SHAOXING (CINA). È difficile trovare difetti ad una squadra, probabilmente una delle poche al mondo, ancora imbattuta dopo quattordici gare ufficiali; ma, si sa, nello sport si tende sempre a spingere l’asticella un po’ più in là e a non accontentarsi, soprattutto a questi livelli internazionali. «Abbiamo giocato una gara discreta - dice coach Daniele Santarelli a fine partita -, soffrendo un po’ a muro e il gioco del Guangdong: non è mai semplice affrontare le squadre cinesi, perché hanno combinazioni abbastanza ampie». Ad alcune di queste combinazioni è arrivato il suo collega Yan dopo che le stelle Rabadzhieva e Kosheleva si sono spente, sbattendo contro il muro gialloblù. «Nonostante un po’ di sofferenza in ricezione (Sylla al 30%, ndr), abbiamo tenuto bene il cambio palla; è servita tanta pazienza per ottenere i punti». Il pensiero, ora più rilassato, ma non troppo, va già alle prossime ore e alle scelte da fare. «Con la vittoria in tre set - chiude Santarelli - abbiamo risparmiato molte energie: oggi è una giornata importante di riposo prima della gara col Minas, decisiva per il primo posto». E magari, se arrivassero i due set necessari, si potrà vedere, prima delle gare decisive per le medaglie, un’ampia rotazione con la panchina, come successe a Kazan nella Champions 2017/2018. «Siamo molto contente del risultato - confessa Monica De Gennaro -, anche se, dopo un primo set perfetto, abbiamo commesso troppi errori in seguito.
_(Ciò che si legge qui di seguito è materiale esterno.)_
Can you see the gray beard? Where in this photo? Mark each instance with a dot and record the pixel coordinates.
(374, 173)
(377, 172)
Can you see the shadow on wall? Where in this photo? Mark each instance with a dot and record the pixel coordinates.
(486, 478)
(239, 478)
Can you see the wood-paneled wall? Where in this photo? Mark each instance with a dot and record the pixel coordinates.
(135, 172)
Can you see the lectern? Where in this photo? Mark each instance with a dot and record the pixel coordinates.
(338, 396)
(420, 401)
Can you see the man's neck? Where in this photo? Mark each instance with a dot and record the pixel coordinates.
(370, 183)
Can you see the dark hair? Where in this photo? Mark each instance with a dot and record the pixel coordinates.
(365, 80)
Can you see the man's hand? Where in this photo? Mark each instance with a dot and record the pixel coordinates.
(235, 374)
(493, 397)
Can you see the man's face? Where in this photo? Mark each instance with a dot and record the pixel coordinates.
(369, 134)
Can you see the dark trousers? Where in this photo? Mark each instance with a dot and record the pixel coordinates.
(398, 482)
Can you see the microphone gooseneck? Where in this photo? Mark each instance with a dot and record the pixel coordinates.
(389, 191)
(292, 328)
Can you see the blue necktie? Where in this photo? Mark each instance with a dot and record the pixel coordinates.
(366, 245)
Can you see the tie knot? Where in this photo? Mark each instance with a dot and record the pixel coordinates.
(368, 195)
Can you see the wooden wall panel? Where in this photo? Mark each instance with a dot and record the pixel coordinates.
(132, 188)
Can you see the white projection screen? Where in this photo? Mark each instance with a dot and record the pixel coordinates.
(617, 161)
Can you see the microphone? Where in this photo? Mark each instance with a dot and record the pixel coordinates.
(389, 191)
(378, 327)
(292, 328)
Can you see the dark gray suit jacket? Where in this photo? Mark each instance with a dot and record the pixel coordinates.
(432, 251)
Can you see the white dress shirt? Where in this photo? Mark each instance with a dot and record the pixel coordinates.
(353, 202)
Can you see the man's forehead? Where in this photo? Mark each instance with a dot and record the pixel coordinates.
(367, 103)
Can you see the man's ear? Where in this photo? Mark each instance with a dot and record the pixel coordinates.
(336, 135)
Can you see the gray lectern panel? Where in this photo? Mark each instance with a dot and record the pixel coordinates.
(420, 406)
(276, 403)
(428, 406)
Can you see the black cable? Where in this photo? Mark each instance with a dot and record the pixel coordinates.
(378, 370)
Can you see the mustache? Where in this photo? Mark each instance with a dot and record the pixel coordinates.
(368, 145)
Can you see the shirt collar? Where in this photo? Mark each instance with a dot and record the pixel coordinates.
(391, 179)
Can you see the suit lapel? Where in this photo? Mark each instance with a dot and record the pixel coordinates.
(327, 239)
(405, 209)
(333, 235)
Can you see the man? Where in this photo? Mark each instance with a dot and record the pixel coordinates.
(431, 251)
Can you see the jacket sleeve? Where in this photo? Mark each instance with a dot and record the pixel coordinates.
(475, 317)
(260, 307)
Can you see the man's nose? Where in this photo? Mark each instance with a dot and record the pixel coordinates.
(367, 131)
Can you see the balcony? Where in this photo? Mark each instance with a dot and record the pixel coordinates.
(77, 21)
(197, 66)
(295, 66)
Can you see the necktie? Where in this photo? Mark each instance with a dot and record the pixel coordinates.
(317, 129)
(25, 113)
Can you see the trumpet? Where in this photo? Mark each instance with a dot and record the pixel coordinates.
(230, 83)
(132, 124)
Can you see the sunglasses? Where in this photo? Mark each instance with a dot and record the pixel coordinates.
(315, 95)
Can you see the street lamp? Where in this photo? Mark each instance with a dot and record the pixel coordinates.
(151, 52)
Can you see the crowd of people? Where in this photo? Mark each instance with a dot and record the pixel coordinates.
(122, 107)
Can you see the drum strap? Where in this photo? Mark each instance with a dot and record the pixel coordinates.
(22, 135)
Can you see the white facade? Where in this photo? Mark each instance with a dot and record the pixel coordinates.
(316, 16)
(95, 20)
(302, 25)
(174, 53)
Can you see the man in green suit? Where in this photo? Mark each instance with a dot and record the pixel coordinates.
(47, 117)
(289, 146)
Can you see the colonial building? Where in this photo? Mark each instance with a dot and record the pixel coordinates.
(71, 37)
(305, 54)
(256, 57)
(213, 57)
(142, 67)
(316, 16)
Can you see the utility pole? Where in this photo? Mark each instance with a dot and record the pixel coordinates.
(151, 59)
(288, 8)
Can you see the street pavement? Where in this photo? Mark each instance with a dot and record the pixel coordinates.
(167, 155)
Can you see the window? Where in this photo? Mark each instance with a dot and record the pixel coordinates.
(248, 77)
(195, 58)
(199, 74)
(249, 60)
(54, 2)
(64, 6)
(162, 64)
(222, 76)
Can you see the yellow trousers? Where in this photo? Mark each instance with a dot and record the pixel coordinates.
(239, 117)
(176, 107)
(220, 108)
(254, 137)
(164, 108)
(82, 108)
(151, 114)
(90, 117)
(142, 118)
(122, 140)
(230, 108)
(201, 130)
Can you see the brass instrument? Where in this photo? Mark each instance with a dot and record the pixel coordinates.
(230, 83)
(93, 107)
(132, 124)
Loro sono una squadra fastidiosa, sia con Kosheleva e Rabadzhieva, sia con le loro sostitute che giocavano veloce passando in mezzo al nostro muro. La vittoria ci mette più tranquille in vista della partita col Minas». «Il nostro punto di forza - spiega l’mvp del match, Kim Hill - è stato giocare molto bene di squadra; è quello che cerchiamo di fare abitualmente. Non sono fino a dove potremo arrivare: siamo contente per le due vittorie, ma pensiamo una gara alla volta, facendo del nostro meglio». —

M.C.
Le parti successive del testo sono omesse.